The Investigation of a Two-Dimensional Numerical Model for Characterizing Energy Dissipation Efficiency in Stilling Basins

Hydraulic jumps play a critical role in the design of energy dissipation stilling basins. Although hydraulic jumps are inherently three-dimensional (3D) phenomena, they have traditionally been studied using one-dimensional (1D) approaches. In previous, enginners and researchers have relied primarily on 1D and 3D models to analyze hydraulic jumps. While 3D models provide high accuracy, they are also computationally expensive, and 1D models some how fail to capture the vortices and lateral flow effects inherent in hydraulic jumps. Two-dimensional (2D) models offer a balance between computational efficiency and accuracy, making them a promising alternative. This study seeks to evaluate the capability of a 2D hydraulic model to simulate experiments on abrupt expansion stilling basins, as well as to assess its applications and limitations. By focusing on critical design parameters, such as the expansion width ratio, inlet eccentricity, and inlet angle, the research aims to identify optimal designs that maximize energy dissipation through simulations of various parameter combinations. Preliminary findings reveal that energy dissipation efficiency stabilizes once the expansion width ratio surpasses a certain threshold, showing no significant further improvement.

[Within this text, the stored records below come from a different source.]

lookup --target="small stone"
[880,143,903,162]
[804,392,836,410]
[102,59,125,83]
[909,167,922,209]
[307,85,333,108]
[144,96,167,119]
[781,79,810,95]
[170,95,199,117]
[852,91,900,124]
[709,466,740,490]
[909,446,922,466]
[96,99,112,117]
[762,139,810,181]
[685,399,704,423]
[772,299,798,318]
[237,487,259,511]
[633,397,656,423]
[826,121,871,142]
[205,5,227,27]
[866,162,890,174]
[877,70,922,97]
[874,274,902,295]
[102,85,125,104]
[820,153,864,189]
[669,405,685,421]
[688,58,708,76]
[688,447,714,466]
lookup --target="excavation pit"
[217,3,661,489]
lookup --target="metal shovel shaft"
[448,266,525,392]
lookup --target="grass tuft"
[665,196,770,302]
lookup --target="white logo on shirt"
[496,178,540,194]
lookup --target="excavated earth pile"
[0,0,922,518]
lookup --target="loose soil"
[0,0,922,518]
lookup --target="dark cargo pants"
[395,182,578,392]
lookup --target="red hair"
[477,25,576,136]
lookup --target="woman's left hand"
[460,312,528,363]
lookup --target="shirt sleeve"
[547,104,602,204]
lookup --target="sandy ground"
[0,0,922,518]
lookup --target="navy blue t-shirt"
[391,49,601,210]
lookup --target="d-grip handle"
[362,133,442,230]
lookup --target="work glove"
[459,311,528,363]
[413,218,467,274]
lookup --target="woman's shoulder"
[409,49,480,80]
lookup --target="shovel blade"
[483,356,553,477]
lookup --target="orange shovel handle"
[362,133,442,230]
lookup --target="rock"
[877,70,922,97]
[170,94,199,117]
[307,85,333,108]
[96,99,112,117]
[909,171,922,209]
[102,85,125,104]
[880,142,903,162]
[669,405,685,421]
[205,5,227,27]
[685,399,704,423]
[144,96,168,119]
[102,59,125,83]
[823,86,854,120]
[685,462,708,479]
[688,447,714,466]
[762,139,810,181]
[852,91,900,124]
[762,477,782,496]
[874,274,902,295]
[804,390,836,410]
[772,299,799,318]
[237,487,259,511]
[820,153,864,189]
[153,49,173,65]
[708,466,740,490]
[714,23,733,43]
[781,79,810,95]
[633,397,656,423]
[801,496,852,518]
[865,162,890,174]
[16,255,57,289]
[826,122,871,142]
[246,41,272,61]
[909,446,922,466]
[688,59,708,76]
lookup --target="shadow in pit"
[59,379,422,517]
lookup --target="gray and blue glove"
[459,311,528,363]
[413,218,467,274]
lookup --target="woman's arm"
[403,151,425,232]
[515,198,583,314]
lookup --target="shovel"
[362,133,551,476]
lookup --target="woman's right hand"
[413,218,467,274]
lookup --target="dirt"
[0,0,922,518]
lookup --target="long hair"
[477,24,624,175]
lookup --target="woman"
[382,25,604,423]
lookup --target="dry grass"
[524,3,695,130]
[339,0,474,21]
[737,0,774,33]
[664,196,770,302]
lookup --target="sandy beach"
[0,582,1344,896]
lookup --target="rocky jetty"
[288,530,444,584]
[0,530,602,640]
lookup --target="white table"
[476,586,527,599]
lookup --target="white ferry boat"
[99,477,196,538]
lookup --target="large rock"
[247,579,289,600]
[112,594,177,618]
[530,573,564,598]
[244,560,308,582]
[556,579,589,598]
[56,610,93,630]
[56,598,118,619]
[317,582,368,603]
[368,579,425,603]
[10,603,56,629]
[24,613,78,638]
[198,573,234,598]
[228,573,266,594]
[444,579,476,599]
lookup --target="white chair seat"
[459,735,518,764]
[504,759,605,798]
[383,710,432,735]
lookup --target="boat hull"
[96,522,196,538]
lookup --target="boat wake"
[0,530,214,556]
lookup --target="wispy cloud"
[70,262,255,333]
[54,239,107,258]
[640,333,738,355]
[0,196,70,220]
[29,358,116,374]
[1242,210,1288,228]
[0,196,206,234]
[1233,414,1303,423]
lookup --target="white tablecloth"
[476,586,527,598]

In the case of inlet eccentricity, adjustments are evaluated individually to ensure that the inlet is not centered and that the inlet wall does not overlap with the outlet wall. For the inlet angle, an optimal configuration is observed to vary based on the tailwater conditions. Ongoing work aims to validate the relationships between energy dissipation efficiency and the interplay of these parameters.